Code generation when splitting by a non-factor value

I’ve noticed when splitting/tiling by a non-factor, if statements appear to get inserted at the innermost loops to handle the bound checks. Take this example:

def tile_nd(s, tensor, tile):
    outer_indices = []
    inner_indices = []
    for i, size in enumerate(tile):
        outer, inner = s[tensor].split(tensor.op.axis[i], size)
        outer_indices.append(outer)
        inner_indices.append(inner)

    s[tensor].reorder(*outer_indices, *inner_indices)
    return outer_indices, inner_indices


def small_graph():
    conv1_ifm = te.placeholder((1, 34, 34, 3), name='input')
    conv1_weights = te.placeholder((3, 3, 3, 32), name='weights_1')

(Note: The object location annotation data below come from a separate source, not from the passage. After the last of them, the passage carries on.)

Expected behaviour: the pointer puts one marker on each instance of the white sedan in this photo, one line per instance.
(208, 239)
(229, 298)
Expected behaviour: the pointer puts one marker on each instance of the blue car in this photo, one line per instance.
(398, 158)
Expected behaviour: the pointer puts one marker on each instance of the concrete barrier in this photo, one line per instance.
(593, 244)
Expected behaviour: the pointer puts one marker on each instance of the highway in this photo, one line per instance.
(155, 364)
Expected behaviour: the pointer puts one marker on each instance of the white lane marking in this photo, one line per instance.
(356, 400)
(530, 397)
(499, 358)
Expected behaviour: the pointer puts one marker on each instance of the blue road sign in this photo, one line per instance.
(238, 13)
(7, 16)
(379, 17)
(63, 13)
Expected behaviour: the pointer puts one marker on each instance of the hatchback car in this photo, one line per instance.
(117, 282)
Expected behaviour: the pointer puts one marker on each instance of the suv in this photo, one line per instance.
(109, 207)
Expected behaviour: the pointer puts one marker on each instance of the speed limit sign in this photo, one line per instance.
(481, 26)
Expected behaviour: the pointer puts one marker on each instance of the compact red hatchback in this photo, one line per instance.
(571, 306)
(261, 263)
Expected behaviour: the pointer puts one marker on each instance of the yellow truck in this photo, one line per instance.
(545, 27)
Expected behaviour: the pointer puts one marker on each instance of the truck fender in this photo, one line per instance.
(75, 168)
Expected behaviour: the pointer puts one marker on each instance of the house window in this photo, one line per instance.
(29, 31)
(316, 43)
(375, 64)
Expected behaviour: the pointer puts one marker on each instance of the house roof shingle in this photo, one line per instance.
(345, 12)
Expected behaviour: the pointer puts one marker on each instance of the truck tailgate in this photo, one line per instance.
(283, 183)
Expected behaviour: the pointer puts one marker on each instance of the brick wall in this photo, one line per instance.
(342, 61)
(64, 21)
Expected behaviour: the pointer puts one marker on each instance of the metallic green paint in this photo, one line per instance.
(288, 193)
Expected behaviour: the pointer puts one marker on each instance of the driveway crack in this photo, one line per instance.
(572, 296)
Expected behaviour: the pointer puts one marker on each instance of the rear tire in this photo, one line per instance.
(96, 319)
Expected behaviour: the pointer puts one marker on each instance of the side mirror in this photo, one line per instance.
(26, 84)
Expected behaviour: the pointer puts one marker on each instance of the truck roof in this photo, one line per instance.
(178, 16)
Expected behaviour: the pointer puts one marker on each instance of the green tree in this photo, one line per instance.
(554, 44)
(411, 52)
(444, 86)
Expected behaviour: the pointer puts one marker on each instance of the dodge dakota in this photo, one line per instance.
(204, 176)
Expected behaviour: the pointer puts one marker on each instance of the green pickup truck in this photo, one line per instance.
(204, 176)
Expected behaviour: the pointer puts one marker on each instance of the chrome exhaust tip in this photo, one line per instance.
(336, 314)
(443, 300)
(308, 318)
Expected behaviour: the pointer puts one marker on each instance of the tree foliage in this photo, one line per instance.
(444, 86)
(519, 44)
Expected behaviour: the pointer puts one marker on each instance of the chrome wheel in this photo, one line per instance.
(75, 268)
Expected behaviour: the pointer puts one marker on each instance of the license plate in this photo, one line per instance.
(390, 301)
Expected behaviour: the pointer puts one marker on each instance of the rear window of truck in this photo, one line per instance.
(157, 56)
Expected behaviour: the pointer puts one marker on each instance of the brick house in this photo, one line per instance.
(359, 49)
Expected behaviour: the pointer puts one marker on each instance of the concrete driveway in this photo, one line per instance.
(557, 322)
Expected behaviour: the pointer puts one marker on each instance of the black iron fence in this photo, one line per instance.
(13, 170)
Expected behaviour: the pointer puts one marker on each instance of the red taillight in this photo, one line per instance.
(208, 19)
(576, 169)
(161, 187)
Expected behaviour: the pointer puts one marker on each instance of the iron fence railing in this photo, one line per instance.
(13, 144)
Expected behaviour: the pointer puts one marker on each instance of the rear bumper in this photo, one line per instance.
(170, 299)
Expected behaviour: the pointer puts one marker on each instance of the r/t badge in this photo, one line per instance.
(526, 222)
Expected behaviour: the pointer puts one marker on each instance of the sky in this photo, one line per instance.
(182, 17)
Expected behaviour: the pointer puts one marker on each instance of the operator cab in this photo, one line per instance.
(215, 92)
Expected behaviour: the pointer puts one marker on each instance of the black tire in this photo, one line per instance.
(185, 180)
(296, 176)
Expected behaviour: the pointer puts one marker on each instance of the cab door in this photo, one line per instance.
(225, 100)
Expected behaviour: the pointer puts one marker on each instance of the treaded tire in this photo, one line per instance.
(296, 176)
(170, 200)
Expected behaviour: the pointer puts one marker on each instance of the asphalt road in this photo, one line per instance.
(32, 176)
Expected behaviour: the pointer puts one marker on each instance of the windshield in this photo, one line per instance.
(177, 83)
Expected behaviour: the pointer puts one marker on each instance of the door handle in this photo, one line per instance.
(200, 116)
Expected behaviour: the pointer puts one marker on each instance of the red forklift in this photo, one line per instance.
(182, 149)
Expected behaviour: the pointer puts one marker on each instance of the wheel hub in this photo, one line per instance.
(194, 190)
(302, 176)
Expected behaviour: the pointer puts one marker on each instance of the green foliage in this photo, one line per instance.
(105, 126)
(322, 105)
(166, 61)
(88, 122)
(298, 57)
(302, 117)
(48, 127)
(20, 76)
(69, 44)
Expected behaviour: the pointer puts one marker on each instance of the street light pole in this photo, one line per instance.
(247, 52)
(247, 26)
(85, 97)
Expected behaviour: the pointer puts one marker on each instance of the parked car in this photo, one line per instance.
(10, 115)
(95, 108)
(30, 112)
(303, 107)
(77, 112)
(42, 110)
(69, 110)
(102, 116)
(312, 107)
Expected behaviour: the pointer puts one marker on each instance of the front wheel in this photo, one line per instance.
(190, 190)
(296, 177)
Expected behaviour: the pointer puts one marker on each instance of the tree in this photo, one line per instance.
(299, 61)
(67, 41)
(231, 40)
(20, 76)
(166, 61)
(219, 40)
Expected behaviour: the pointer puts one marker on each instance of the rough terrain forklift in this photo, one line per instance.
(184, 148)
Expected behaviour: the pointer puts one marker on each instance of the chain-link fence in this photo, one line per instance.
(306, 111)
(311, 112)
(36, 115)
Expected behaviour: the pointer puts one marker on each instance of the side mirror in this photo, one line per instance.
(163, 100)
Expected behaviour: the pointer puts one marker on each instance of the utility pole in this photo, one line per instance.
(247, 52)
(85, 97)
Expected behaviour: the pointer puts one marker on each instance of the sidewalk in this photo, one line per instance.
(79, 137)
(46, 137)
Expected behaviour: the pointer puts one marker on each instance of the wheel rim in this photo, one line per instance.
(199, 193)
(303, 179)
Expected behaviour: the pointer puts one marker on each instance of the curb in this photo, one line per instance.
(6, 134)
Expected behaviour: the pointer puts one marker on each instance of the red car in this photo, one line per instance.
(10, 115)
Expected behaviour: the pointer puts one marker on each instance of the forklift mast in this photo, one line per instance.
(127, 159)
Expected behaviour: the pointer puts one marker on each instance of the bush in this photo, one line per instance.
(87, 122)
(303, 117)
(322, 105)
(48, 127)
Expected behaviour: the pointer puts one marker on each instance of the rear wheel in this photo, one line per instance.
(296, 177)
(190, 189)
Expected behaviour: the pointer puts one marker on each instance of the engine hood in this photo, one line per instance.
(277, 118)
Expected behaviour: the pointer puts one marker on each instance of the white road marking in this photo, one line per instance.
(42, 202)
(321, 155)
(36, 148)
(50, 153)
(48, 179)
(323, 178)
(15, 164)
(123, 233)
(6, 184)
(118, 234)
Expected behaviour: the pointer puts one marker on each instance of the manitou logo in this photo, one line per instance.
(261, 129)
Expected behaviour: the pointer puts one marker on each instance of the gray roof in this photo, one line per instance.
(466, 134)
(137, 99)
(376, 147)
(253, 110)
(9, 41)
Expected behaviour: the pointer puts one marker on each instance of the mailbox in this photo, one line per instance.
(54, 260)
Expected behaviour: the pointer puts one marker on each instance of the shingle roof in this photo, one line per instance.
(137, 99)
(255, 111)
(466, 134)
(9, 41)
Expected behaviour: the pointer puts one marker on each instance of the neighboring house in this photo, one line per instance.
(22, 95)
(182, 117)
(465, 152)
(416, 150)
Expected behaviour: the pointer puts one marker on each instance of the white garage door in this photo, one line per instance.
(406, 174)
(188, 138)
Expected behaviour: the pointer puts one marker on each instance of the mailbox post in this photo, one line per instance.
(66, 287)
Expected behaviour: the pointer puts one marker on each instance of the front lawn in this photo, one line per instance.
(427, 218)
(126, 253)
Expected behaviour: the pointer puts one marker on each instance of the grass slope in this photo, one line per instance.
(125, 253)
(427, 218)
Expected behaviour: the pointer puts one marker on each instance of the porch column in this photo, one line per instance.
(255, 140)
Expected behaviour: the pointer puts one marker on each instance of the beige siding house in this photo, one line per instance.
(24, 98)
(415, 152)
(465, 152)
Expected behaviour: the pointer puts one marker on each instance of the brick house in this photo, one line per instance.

    conv1 = topi.nn.conv2d_nhwc(conv1_ifm, conv1_weights, 1, 0, 1)
    return ([conv1],
            [conv1_ifm, conv1_weights])


def test_tile():
    graph, inputs = small_graph()
    out = graph[-1]
    s = te.create_schedule([out.op])
    tile_nd(s, graph[0], (1, 10, 10, 32))
    print(tvm.lower(s, inputs))

test_tile()

This returns

for (yy.outer: int32, 0, 4) {
      for (xx.outer: int32, 0, 4) {
        for (yy.inner: int32, 0, 10) {
          for (xx.inner: int32, 0, 10) {
            for (ff.inner: int32, 0, 32) {
              if (((yy.outer*10) + yy.inner) < 32) {
                if (((xx.outer*10) + xx.inner) < 32) {
                  Conv2dOutput[(((((yy.outer*10240) + (yy.inner*1024)) + (xx.outer*320)) + (xx.inner*32)) + ff.inner)] = 0f32
                }
              }
              for (ry: int32, 0, 3) {
                for (rx: int32, 0, 3) {
                  for (rc: int32, 0, 3) {
                    if (((yy.outer*10) + yy.inner) < 32) {
                      if (((xx.outer*10) + xx.inner) < 32) {
                        Conv2dOutput[(((((yy.outer*10240) + (yy.inner*1024)) + (xx.outer*320)) + (xx.inner*32)) + ff.inner)] = ((float32*)Conv2dOutput[(((((yy.outer*10240) + (yy.inner*1024)) + (xx.outer*320)) + (xx.inner*32)) + ff.inner)] + ((float32*)PaddedInput[(((((((yy.outer*1020) + (yy.inner*102)) + (ry*102)) + (xx.outer*30)) + (xx.inner*3)) + (rx*3)) + rc)]*(float32*)weights_1_2[((((ry*288) + (rx*96)) + (rc*32)) + ff.inner)]))
                      }
                    }
                  }
                }
              }
            }
          }
        }
      }
    }

Note that the if statements appear in the innermost reduction loop even though they only vary with the x and y tiles. This means they are checked far more often than they need to be. Is there a way the ifs could be hoisted to the outer loops to avoid all these unnecessary checks?

Hello,

I just found that. Apparently the PR is close to being merged.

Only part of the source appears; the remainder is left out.